Technological advancements have also facilitated the programs BorrowDirect and DartDoc, which allow students to obtain printed materials from non-Dartmouth libraries.
“We used to live with a scarcity of information or challenges for access to information,” Cox said. “Now, we live with so much information and such a range of different possibilities for it that it’s overwhelming. You need a guide, and that’s what [librarians] do.”
Luxon echoed this idea, saying that students can now do “authentic scholarly work” due to the wealth of information available online.
With so much information at students’ disposal, Luxon explained that professors now organize their classes to have students perform scholarly work and interact with broader academia.
“It’s possible for us to design courses in such a way that students are actually apprentices to professional work in the discipline,” Luxon said.
The rise of online resources has also led to the emergence of digital humanities, a field which Luxon defines as “the practice of using various affordances of the digital to support projects in the humanities.”

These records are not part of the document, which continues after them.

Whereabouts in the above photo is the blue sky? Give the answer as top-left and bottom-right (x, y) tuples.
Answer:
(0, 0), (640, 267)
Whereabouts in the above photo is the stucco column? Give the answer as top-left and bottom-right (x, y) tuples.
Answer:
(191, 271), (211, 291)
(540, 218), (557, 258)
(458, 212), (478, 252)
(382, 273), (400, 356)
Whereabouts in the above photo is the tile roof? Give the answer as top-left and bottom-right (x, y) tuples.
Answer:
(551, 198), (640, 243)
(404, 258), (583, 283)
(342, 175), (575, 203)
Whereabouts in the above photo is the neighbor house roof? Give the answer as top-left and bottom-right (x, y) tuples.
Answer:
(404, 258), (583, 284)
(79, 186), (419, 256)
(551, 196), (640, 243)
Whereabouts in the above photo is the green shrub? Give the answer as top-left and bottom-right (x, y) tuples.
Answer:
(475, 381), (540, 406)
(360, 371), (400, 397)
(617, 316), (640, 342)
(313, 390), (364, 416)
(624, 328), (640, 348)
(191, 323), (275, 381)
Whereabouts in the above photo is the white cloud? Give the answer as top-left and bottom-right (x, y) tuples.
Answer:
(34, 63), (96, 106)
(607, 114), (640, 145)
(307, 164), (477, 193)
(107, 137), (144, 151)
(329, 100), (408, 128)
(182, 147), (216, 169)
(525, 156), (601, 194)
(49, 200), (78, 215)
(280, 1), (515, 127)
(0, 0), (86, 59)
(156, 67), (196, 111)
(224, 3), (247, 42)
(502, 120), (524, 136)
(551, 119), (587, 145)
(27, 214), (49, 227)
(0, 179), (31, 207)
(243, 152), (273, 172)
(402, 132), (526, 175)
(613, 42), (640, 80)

In addition to teaching English classes, Luxon is working on a digital humanities-related project that involves creating an online collection of the poetry and prose of writer John Milton. With his online collection, called “The John Milton Reading Room,” Luxon intends to help students become less intimidated by Milton’s works, which he noted can be dense and rich with allusions to other works.
On the website, Milton texts contain footnotes that appear when readers click on the applicable line or word in the text. Sometimes, the footnotes contain hyperlinks to other websites, such as online Bible editions or other Milton works. Such accessible information would not be possible in a physical book, where the bottoms of pages are often crowded with dense text explaining Milton’s writing.
In the future, Dartmouth will continue to evolve, as technology presents new possibilities for learning and access to information. For example, in conjunction with the rising popularity of mobile devices, the College’s Information, Technology and Consulting department is moving toward “mobile-first” web design, according to ITC vice president and chief information officer Mitchel Davis. With a mobile-first design approach, new software is being developed with a priority on mobile interfaces. He added that the recently-released Darthub update was designed with a mobile-first approach.
Davis also discussed the possibility of standardizing technology across campus by requiring all members of the institution to have the same device, whether it is an Apple computer, an iPad or a Chromebook. He noted that other universities, such as the University of Oregon and Stanford Law School, are attempting to implement programs with this model.
If the College were to pursue this strategy in the future, Davis said that there would have to be a campus-wide vote to choose the device that the most students and faculty wanted to use. When a specific device is chosen, the College would help provide computers to students who could not afford them. Thus, all students could have access to the same tools both for independent work and for in-class learning.
“Everybody would know they had that tool no matter where, no matter when,” Davis said. “[Professors] could start incorporating that into the classroom and into overall teaching.”
Davis thinks that this standardization strategy could realistically be implemented if enough faculty and students thought it would be worthwhile and if the value of such a program could be proved.
“I’ve never seen the faculty or the students resistant to change that is made beneficial to them,” he said.